Around us is nothing but thick green leaves, shoots like bamboo with fountains of brown cob hairs spouting from all sides. A hush, hardly the jeers are heard through the green. The weight of the towel and pushing with my arms through the stalks makes me shake with weakness. I drop the towel between her and I, and it makes a soft oof. Part of the towel slides away, reveals a clump of black and brown. Clara hands me the plank again and says, “Dig.”
So I stick the plank into the moist, dark ground and churned a pile of soil loose between corn stalks. Ears of corn shake above us as I roll the towel into the shallow hole. I am the only one to kick dirt over the towel. A small glimpse of dirty cloth can still be seen through the hole when I finish. I gaze at the dirt pile nestled between two rows of stalks. Clara looks up into the blue sky, lets out a short breath through her nose.
“It’s hot. We should get some water,” Clara decides. She takes my hand in hers again, a mother holding a small child. We head back the way we came. Clara doesn’t look back at the pile, but I do. I watch the pile disappear into the fortress of the corn. We emerge from the green and find the railroad is empty and silent. A burst of claps comes from the ballfield.

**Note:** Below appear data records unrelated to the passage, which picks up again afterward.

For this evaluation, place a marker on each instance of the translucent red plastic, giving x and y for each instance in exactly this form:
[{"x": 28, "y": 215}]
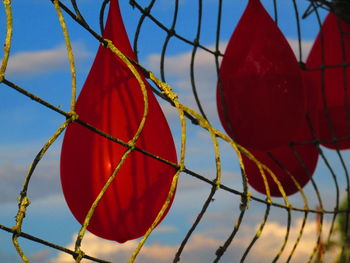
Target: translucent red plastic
[
  {"x": 260, "y": 98},
  {"x": 111, "y": 100},
  {"x": 283, "y": 161},
  {"x": 332, "y": 49}
]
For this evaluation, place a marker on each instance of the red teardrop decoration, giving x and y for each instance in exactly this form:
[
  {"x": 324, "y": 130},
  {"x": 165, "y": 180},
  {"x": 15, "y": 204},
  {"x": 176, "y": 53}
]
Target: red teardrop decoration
[
  {"x": 282, "y": 161},
  {"x": 261, "y": 102},
  {"x": 111, "y": 100},
  {"x": 335, "y": 49}
]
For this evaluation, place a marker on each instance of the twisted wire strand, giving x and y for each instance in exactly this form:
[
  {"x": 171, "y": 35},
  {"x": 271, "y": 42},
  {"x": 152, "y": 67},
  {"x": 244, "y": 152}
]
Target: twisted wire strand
[{"x": 165, "y": 92}]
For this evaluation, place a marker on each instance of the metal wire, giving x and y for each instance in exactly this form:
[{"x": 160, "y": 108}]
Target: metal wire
[{"x": 197, "y": 44}]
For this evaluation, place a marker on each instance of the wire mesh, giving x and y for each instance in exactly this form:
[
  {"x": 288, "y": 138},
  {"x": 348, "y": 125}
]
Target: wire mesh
[{"x": 322, "y": 202}]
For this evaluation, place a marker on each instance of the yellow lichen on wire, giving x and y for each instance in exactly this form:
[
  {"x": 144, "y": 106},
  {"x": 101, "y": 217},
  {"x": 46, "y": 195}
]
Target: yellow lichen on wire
[
  {"x": 8, "y": 38},
  {"x": 69, "y": 52},
  {"x": 181, "y": 167},
  {"x": 131, "y": 144},
  {"x": 23, "y": 199}
]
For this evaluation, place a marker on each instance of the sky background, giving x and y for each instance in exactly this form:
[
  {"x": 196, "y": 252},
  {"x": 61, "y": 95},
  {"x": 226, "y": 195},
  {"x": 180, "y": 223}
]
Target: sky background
[{"x": 39, "y": 64}]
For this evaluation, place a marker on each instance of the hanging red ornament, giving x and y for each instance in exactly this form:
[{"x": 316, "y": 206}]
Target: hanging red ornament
[
  {"x": 331, "y": 50},
  {"x": 260, "y": 94},
  {"x": 111, "y": 100},
  {"x": 284, "y": 161}
]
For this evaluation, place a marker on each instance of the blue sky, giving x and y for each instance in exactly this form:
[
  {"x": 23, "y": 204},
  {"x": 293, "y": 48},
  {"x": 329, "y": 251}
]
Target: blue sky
[{"x": 39, "y": 64}]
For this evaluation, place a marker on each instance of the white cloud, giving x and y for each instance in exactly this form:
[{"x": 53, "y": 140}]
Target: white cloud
[
  {"x": 202, "y": 246},
  {"x": 43, "y": 61}
]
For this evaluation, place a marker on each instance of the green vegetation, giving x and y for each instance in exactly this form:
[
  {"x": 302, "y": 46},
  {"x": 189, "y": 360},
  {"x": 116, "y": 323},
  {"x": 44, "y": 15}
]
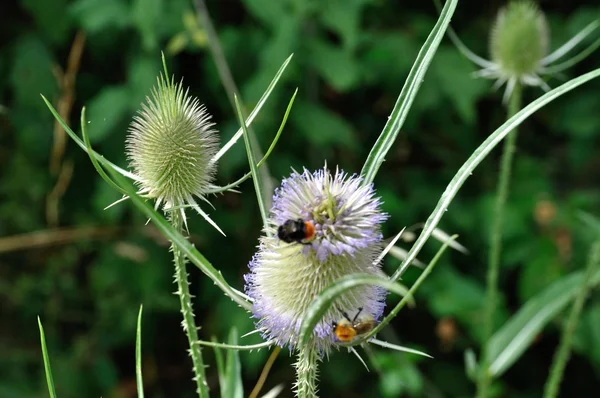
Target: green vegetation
[{"x": 85, "y": 271}]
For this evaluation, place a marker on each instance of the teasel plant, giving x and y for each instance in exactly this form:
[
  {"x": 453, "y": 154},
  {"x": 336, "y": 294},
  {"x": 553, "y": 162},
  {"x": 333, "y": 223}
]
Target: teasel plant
[
  {"x": 339, "y": 263},
  {"x": 519, "y": 43}
]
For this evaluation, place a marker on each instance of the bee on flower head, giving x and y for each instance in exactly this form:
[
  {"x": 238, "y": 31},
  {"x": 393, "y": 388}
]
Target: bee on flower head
[
  {"x": 347, "y": 329},
  {"x": 298, "y": 231}
]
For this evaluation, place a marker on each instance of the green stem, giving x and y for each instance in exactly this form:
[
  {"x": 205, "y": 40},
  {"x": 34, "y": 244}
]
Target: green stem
[
  {"x": 185, "y": 300},
  {"x": 561, "y": 357},
  {"x": 514, "y": 105},
  {"x": 307, "y": 371}
]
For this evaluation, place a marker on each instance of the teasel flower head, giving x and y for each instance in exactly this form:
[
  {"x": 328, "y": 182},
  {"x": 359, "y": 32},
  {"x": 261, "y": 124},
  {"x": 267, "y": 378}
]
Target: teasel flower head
[
  {"x": 285, "y": 278},
  {"x": 519, "y": 44},
  {"x": 170, "y": 147}
]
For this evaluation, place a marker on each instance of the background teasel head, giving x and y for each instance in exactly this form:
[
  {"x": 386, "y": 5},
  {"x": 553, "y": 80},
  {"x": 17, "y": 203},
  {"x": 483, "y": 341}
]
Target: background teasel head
[
  {"x": 285, "y": 277},
  {"x": 170, "y": 146},
  {"x": 519, "y": 45}
]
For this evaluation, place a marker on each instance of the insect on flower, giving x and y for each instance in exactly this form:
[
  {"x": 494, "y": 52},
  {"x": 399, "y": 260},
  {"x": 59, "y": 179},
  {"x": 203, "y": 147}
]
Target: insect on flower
[
  {"x": 347, "y": 329},
  {"x": 298, "y": 231}
]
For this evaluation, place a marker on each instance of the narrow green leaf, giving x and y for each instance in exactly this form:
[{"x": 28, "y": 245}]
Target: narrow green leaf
[
  {"x": 407, "y": 95},
  {"x": 176, "y": 238},
  {"x": 256, "y": 176},
  {"x": 47, "y": 369},
  {"x": 265, "y": 157},
  {"x": 233, "y": 370},
  {"x": 253, "y": 114},
  {"x": 250, "y": 347},
  {"x": 410, "y": 296},
  {"x": 138, "y": 356},
  {"x": 88, "y": 145},
  {"x": 515, "y": 336},
  {"x": 82, "y": 145},
  {"x": 478, "y": 155}
]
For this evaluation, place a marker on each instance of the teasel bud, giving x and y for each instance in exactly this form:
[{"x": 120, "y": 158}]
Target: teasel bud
[{"x": 170, "y": 145}]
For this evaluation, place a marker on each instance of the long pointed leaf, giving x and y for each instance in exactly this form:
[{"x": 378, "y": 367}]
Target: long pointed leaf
[
  {"x": 478, "y": 155},
  {"x": 47, "y": 369},
  {"x": 256, "y": 176},
  {"x": 407, "y": 95},
  {"x": 253, "y": 114},
  {"x": 515, "y": 336},
  {"x": 139, "y": 381},
  {"x": 175, "y": 236}
]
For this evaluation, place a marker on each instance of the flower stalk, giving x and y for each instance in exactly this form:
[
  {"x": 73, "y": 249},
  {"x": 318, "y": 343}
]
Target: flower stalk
[
  {"x": 185, "y": 301},
  {"x": 307, "y": 371},
  {"x": 496, "y": 239}
]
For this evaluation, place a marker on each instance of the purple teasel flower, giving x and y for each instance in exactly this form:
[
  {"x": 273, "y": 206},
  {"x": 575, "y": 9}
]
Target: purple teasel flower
[{"x": 285, "y": 277}]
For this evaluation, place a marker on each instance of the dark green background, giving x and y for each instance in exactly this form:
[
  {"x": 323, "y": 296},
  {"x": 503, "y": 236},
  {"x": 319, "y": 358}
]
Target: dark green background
[{"x": 351, "y": 59}]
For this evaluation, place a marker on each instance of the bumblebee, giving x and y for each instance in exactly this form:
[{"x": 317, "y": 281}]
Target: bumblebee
[
  {"x": 347, "y": 329},
  {"x": 298, "y": 231}
]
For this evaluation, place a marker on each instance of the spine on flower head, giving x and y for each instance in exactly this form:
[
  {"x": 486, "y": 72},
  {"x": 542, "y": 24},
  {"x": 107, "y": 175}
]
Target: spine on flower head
[{"x": 322, "y": 227}]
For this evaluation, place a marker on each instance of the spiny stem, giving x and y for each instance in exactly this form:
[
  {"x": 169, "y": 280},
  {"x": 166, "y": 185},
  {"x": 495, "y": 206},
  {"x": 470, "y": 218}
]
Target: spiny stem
[
  {"x": 561, "y": 357},
  {"x": 496, "y": 242},
  {"x": 307, "y": 371},
  {"x": 185, "y": 300}
]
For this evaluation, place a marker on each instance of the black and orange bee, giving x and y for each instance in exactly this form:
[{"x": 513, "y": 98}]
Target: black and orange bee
[
  {"x": 298, "y": 231},
  {"x": 347, "y": 329}
]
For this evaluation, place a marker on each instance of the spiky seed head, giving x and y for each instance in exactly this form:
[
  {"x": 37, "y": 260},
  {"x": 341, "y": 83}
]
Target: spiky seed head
[
  {"x": 285, "y": 278},
  {"x": 170, "y": 146},
  {"x": 519, "y": 39}
]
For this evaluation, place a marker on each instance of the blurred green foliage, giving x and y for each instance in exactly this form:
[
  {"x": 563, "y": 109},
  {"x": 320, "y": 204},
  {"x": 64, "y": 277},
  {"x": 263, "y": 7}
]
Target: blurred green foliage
[{"x": 86, "y": 270}]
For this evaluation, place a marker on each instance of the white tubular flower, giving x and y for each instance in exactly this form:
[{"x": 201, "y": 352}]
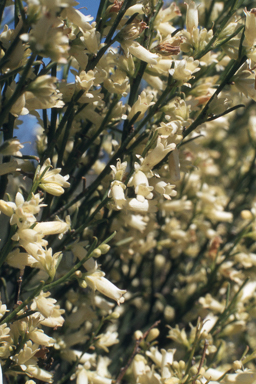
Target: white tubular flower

As we cut through the tree line, parents gather left-over snacks and blankets. A rumbling is heard in the distance that fills my hollow cavity, then a long metal screech tears through the air. No one pays attention to the oncoming train blurting its horn three times when it passes the field, as trains always do without a care or a notice to the tracks, the trees, the cornfields that contain more than nature reveals. I am the only one who looks back toward the trees waving their branches good-bye with the gust of train wind. I watch little green flags of Kentucky blue grass wave to the train, signaling for it to stop, to look for everything lost to the field, or to the soft brown dirt that easily hides a secret. I hear an owl hoot quietly. Night is near.
I wake up, breathe. No longer on Main Street, USA but hundreds of miles away. I move to my window and watch the wind moving through wheat fields. I swear I can see ghost cats slinking through the stalks, moaning the same moan as passing trains. I sit and watch a sliver of the moon as white as a cat eye, watching me from the sky.